Drilling for God
To Live and Die in Beirut
Banking on Faith
And if this well is dry? “We’ve learned an incredible amount about the geology, which we’ll put to work in the next well,” he says. Still, he exhibits a wildcatter’s optimism when he says seismic data indicate “this is the place.”
Maybe. But it’s undeniably an odd place. The only disturbance in the late-afternoon calm comes from the baritone rumble of Israeli warplanes circling overhead. It’s an ever-present reminder of where you are: The occupied West Bank is only three miles to the east.
![]() |
The well here, officially known as Maanit No. 1, has been under way since early 2005. It stands on an 85,000-acre tract licensed from the Israeli government. Brown’s ultimate goal is to extract oil and gas he believes lie buried three miles beneath the ancient territory of Joseph’s firstborn son, Manasseh. This spring, Zion Oil completed its initial public offering on the American Stock Exchange, raising $12.6 million. Shareholders include Christian leaders such as Hal Lindsey, a bestselling evangelical author, as well as prominent Orthodox Jews, among them Michael Freund, a onetime deputy communications director for former Israeli prime minister Benjamin Netanyahu. Zion Oil stock, which topped $12 a share on its first day of trading, in January, had slipped to below $6 by July.
To any hardened capitalist, a theologically inspired business plan would seem comically far-fetched. But for Brown, faith and commerce easily coexist. A 67-year-old former manufacturing executive who found Christ in 1981 amid the wreckage of a collapsed marriage and four stints in rehab, Brown decided to devote his life to the search for the Promised Land’s oil. “My love for Israel is fanatical,” he tells me. “When I fell in love with the place, people would say to me, ‘Can’t you just be a normal Christian?’ And I would tell them, ‘I don’t even know what that is anymore.’ ”
For guidance, Brown turns to passages in Genesis and Deuteronomy, which he believes document the precise location of Israel’s oil. At his death, Jacob promises Joseph “the blessings of the deep that lieth under” (Genesis 49:22-26). Moses, on his deathbed, gives his blessing to the tribes of Joseph for “the chief things of the ancient mountains” and “the precious things of lasting hills” (Deuteronomy 33:13-17). Moses then blesses Asher that he may “dip his foot in oil” (Deuteronomy 33:24). And in Moses’ final testament to Israel, he says that God promises that the nation will “suck honey out of the rock, and oil out of the flinty rock.”
Biblical scholars commonly take these passages to mean the olive oil that was bountiful at the time, but since forming Zion Oil in 2000, Brown has found fellow believer-investors who share his interpretation that these are references to petroleum. “Evangelicals will support us because we’re faith-based,” says Zion Oil’s C.E.O., Richard Rinberg, an Orthodox Jew from London.
At first glance, Rinberg, an accountant and former venture capitalist who wears oval glasses and a yarmulke, seems an odd choice to run a Christian-inspired oil enterprise. He possesses a measured, aphoristic manner with none of the brio commonly found in Texas oilmen. But Rinberg, like the six Jews on the company’s board, is here because of Zion Oil’s steadfast support for Israel, a country he immigrated to in 1996 from “Christian Europe,” as he likes to say.

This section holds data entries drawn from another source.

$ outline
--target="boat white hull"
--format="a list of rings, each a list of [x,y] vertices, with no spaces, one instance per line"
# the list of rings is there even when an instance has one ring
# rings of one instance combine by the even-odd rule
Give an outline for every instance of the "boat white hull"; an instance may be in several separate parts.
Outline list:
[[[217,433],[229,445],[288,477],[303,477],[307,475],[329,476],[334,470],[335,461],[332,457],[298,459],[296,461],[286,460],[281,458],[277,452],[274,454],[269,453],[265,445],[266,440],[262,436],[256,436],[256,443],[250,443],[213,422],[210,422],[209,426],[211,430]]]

The origins of modern Christian Zionism can be traced to the 1970s, when a new cadre of firebrand evangelical leaders, including the late Jerry Falwell and pastor John Hagee, founder of Christians United for Israel, married religion to conservative political activism. Unflinching commitment to Israel quickly vaulted to the top of Christians’ list of biblically mandated duties. For many Christians, Jews are the biblical “chosen people” who must return to Israel before the Second Coming can occur. And for Jews, especially those who subscribe to messianic Orthodox beliefs, Christians have become crucial—if unlikely—allies, ready to defend Israel at any cost. “I thought it was important to support [Zion Oil] for Israel’s sake,” Freund says. “It’s a well-intentioned effort, and it’s an effort that is grounded in scientific acumen.”
Israel, of course, has earned the unfortunate distinction of being a Middle Eastern country without large-scale oil reserves. Following the nation’s birth, in 1948, and the subsequent war of independence, Western oil companies heeded the Arab boycott and abandoned exploration. Israel’s only substantial commercial onshore discovery to date—despite 480 wells drilled—is a field in Heletz, 35 miles south of Tel Aviv, that over 50 years has produced a mere 18 million barrels, approximately enough to supply the U.S. with oil for one day. (Israel’s annual oil consumption is roughly 80 million barrels.) Recent offshore exploration has proved only slightly more promising.
Skeptics point to this history as evidence of Israel’s dearth of petroleum. Prior to Zion’s well, seven previous biblically inspired attempts had failed. “Nothing has been discovered. And no oilman in his right mind would put money into the business,” says Zvi Alexander, a former director of Israel’s state-owned oil company.